- Also known as: Psycho
- Origin: Los Angeles, California
- Genres: Underground hip hop
- Occupation: Rapper
- Years active: 2005-present
- Label: Mush Records
- Website: psychosiz.bandcamp.com

= Psychosiz =

American video game designer and rapper

Psychosiz is an American video game designer and rapper. He is a member of hip hop groups Thirsty Fish, Swim Team, and Customer Service.

==Career==
Shortly after being introduced to Project Blowed by SP83, Psychosiz requested membership in the newly formed group Customer Service alongside SP83, Kail, Y-Not, JoeSue, A-ok, and group leader Nocando.

Psychosiz formed Thirsty Fish alongside Open Mike Eagle and Dumbfoundead. The trio released the debut album Testing the Waters in 2007. The second album, Watergate, was released on Mush Records in 2011.

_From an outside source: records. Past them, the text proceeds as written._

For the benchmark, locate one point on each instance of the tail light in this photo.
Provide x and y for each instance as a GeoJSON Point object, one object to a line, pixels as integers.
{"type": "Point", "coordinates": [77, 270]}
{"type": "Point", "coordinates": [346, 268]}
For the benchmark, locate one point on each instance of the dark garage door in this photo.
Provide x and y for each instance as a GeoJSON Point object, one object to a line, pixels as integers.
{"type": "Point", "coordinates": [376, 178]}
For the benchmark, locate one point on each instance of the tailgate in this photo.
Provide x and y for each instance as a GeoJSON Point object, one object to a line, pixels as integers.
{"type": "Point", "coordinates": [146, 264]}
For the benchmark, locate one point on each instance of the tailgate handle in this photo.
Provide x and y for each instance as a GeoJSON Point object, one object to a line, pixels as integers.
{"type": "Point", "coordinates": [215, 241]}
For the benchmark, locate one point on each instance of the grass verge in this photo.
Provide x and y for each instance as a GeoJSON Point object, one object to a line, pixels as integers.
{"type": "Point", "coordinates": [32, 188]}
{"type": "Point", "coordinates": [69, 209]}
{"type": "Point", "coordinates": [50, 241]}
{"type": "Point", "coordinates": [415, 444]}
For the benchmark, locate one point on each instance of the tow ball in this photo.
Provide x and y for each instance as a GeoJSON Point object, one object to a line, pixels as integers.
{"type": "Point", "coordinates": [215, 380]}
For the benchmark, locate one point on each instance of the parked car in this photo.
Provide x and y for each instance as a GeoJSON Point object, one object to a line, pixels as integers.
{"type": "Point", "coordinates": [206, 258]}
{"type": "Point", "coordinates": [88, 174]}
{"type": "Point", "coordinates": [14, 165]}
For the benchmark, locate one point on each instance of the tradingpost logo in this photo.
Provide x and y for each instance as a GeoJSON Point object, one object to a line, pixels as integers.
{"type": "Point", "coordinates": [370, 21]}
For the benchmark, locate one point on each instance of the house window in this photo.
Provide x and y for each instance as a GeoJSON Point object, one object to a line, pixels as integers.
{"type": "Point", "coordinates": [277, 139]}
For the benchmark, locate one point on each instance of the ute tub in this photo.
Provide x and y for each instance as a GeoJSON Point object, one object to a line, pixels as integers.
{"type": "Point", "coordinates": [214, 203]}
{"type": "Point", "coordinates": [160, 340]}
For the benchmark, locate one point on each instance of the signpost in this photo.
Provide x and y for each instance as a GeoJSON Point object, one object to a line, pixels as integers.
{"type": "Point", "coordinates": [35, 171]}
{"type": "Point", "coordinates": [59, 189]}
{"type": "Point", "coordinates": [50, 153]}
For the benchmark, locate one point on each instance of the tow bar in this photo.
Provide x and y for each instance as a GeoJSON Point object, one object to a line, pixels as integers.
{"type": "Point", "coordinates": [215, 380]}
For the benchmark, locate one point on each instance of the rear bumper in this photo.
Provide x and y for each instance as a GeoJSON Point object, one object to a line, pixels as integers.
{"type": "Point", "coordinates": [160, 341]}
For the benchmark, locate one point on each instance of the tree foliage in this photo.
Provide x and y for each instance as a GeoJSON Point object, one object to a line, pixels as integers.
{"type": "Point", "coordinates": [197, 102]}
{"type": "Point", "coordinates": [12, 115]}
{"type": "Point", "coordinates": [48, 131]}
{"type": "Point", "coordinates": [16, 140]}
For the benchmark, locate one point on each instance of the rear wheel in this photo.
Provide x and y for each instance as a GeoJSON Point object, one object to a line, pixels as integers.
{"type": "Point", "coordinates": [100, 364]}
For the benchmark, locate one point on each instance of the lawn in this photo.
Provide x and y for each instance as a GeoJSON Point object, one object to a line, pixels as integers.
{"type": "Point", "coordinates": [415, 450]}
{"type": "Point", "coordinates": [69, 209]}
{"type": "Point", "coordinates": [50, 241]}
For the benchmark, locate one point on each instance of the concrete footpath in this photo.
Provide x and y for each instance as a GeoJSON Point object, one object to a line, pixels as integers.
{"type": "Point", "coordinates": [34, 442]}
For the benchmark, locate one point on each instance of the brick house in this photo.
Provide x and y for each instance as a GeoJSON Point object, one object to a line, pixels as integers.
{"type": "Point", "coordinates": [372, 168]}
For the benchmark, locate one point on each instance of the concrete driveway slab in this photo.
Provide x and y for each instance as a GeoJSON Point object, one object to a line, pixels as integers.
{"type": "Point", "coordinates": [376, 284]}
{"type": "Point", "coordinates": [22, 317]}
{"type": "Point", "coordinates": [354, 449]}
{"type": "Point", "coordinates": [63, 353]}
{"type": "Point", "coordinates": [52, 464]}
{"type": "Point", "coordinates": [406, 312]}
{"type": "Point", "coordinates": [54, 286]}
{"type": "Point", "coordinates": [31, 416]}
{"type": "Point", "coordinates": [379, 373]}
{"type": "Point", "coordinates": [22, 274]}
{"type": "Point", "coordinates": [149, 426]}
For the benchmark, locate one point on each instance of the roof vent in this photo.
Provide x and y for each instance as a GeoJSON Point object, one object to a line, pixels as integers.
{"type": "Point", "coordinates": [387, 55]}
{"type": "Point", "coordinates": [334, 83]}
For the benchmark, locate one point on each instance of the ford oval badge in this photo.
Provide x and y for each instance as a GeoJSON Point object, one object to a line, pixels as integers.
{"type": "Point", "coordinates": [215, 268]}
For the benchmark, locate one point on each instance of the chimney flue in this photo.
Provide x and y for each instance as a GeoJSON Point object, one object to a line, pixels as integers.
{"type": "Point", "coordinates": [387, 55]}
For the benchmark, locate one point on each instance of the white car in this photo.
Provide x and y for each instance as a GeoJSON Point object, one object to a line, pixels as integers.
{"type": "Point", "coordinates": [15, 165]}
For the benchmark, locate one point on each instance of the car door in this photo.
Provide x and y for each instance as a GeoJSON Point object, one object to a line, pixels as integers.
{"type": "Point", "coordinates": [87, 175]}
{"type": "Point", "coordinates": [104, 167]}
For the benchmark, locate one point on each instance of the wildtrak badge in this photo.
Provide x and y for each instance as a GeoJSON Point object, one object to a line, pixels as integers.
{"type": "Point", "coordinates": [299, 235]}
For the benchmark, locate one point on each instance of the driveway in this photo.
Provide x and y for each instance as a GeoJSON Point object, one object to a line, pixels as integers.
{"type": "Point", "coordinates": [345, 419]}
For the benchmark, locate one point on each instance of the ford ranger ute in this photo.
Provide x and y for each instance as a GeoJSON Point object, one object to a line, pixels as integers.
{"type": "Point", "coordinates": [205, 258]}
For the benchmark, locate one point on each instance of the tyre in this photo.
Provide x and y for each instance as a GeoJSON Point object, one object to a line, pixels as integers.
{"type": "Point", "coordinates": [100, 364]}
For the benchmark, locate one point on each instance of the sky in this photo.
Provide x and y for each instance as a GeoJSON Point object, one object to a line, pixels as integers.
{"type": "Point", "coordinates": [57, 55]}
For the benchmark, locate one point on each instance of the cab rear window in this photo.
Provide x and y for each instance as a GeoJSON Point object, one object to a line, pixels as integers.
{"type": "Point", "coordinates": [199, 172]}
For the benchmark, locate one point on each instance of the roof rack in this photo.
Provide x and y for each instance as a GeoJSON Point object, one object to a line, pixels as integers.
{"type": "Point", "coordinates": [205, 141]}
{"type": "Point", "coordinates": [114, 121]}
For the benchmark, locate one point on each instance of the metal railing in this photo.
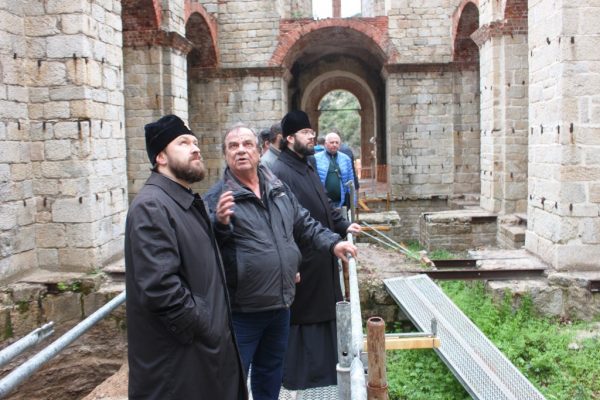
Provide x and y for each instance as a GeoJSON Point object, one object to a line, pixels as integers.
{"type": "Point", "coordinates": [350, 368]}
{"type": "Point", "coordinates": [29, 367]}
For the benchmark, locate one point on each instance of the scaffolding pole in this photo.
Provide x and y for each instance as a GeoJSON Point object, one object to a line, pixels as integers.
{"type": "Point", "coordinates": [29, 367]}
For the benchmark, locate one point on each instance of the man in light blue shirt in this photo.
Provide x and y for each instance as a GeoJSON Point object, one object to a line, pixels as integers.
{"type": "Point", "coordinates": [335, 171]}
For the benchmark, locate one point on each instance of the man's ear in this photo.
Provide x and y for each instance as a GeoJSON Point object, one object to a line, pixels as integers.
{"type": "Point", "coordinates": [161, 158]}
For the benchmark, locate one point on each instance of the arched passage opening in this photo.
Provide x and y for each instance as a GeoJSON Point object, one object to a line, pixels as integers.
{"type": "Point", "coordinates": [200, 30]}
{"type": "Point", "coordinates": [467, 131]}
{"type": "Point", "coordinates": [345, 57]}
{"type": "Point", "coordinates": [340, 80]}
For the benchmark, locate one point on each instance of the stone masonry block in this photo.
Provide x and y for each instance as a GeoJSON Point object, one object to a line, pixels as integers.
{"type": "Point", "coordinates": [68, 7]}
{"type": "Point", "coordinates": [62, 308]}
{"type": "Point", "coordinates": [79, 260]}
{"type": "Point", "coordinates": [74, 211]}
{"type": "Point", "coordinates": [57, 150]}
{"type": "Point", "coordinates": [50, 235]}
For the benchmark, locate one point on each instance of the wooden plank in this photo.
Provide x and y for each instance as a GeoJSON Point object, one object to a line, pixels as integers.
{"type": "Point", "coordinates": [377, 227]}
{"type": "Point", "coordinates": [363, 205]}
{"type": "Point", "coordinates": [395, 343]}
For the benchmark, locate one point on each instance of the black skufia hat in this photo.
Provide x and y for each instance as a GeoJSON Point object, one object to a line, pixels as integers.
{"type": "Point", "coordinates": [160, 133]}
{"type": "Point", "coordinates": [293, 122]}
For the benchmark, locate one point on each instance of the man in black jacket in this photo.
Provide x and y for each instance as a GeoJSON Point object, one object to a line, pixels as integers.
{"type": "Point", "coordinates": [312, 348]}
{"type": "Point", "coordinates": [179, 327]}
{"type": "Point", "coordinates": [260, 227]}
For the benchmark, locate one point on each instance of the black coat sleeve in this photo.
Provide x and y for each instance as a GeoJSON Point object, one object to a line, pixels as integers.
{"type": "Point", "coordinates": [156, 262]}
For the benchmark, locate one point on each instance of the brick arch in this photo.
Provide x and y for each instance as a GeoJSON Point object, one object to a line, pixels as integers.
{"type": "Point", "coordinates": [295, 35]}
{"type": "Point", "coordinates": [141, 15]}
{"type": "Point", "coordinates": [464, 48]}
{"type": "Point", "coordinates": [340, 80]}
{"type": "Point", "coordinates": [456, 19]}
{"type": "Point", "coordinates": [515, 9]}
{"type": "Point", "coordinates": [201, 30]}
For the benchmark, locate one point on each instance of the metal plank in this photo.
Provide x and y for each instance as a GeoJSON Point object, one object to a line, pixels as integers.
{"type": "Point", "coordinates": [480, 367]}
{"type": "Point", "coordinates": [493, 274]}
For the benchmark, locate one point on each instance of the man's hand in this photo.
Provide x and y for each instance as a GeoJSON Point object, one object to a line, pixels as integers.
{"type": "Point", "coordinates": [342, 248]}
{"type": "Point", "coordinates": [225, 208]}
{"type": "Point", "coordinates": [354, 229]}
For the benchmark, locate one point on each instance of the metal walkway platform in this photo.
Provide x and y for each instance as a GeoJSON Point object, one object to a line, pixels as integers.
{"type": "Point", "coordinates": [320, 393]}
{"type": "Point", "coordinates": [475, 361]}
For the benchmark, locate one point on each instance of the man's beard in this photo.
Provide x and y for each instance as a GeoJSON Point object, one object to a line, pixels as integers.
{"type": "Point", "coordinates": [188, 172]}
{"type": "Point", "coordinates": [303, 149]}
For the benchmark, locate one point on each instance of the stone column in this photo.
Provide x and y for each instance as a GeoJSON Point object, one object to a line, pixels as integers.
{"type": "Point", "coordinates": [155, 85]}
{"type": "Point", "coordinates": [17, 200]}
{"type": "Point", "coordinates": [73, 74]}
{"type": "Point", "coordinates": [564, 134]}
{"type": "Point", "coordinates": [503, 60]}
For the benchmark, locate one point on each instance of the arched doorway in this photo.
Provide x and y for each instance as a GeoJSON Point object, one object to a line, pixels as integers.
{"type": "Point", "coordinates": [341, 80]}
{"type": "Point", "coordinates": [467, 131]}
{"type": "Point", "coordinates": [341, 54]}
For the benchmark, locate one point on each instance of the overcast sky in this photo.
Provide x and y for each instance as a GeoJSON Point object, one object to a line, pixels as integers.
{"type": "Point", "coordinates": [323, 8]}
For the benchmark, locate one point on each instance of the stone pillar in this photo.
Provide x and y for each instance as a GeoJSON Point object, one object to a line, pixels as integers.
{"type": "Point", "coordinates": [17, 200]}
{"type": "Point", "coordinates": [155, 75]}
{"type": "Point", "coordinates": [503, 61]}
{"type": "Point", "coordinates": [564, 134]}
{"type": "Point", "coordinates": [155, 85]}
{"type": "Point", "coordinates": [63, 164]}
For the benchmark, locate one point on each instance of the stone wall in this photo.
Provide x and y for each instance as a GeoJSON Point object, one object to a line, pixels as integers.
{"type": "Point", "coordinates": [17, 201]}
{"type": "Point", "coordinates": [63, 139]}
{"type": "Point", "coordinates": [457, 230]}
{"type": "Point", "coordinates": [564, 134]}
{"type": "Point", "coordinates": [420, 132]}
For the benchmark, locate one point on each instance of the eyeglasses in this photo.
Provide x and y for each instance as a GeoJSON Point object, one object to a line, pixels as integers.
{"type": "Point", "coordinates": [307, 132]}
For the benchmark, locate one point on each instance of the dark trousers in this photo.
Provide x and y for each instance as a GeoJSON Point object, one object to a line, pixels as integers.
{"type": "Point", "coordinates": [262, 339]}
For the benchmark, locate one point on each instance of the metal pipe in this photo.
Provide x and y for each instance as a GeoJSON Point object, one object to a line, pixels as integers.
{"type": "Point", "coordinates": [381, 241]}
{"type": "Point", "coordinates": [377, 382]}
{"type": "Point", "coordinates": [389, 239]}
{"type": "Point", "coordinates": [29, 367]}
{"type": "Point", "coordinates": [344, 338]}
{"type": "Point", "coordinates": [350, 185]}
{"type": "Point", "coordinates": [30, 340]}
{"type": "Point", "coordinates": [359, 385]}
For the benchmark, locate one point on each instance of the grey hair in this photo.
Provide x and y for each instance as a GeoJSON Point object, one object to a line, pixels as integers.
{"type": "Point", "coordinates": [236, 127]}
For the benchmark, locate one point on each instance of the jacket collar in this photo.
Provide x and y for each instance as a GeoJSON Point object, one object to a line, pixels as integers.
{"type": "Point", "coordinates": [183, 196]}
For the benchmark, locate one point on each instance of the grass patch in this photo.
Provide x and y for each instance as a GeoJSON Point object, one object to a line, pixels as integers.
{"type": "Point", "coordinates": [538, 346]}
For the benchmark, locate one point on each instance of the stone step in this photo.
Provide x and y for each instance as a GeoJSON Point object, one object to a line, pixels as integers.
{"type": "Point", "coordinates": [115, 271]}
{"type": "Point", "coordinates": [511, 231]}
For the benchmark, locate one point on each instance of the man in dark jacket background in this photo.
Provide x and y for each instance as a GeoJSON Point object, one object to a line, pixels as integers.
{"type": "Point", "coordinates": [312, 347]}
{"type": "Point", "coordinates": [180, 335]}
{"type": "Point", "coordinates": [260, 227]}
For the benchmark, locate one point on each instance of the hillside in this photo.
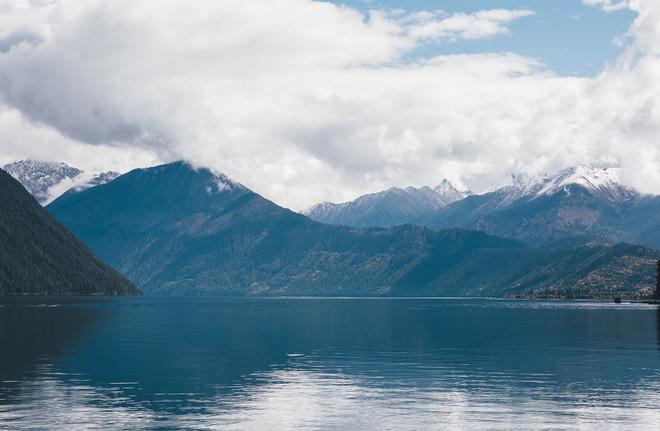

Shortly after the formation of Thirsty Fish, Psychosiz expanded the roster to include several more Los Angeles rappers to the Project Blowed scene.

Psychosiz has been featured on several solo projects by Swim Team members including Sahtyre's debut album High Saht.

== Discography ==

=== Albums ===
- Please Hold (2005) as Customer Service
- Testing the Waters (2007) as Thirsty Fish
- Ocean's 11 (2008) as Swim Team
- Free Y-Not (2009) as Customer Service
- Watergate (2011) as Thirsty Fish

=== Guest appearances ===
- 8-Bit Bandit & Dumbfoundead - "Three Pipes" from Super Barrio Bros. (2007)
- Open Mike Eagle - "Broken Face" from Premeditated Folly (2008)
- Kenny Segal - "Pot Luck" from Ken Can Cook (2008)
- Sahtyre - "Move" from High Saht (2009)
- DJ Zo - "Player Collab" from Chocolate Water (2009)
- Open Mike Eagle - "Go Home" from Unapologetic Art Rap (2010)

=== Compilation appearances ===
- Project Blowed 10th Anniversary LP (2005)
- Project Blowed for Dummies (2006)
- Los Scandalous (2007)
- Heavy Troopa Is Ready to Launch (2008)
- Danger Room Vol. 2 (2009)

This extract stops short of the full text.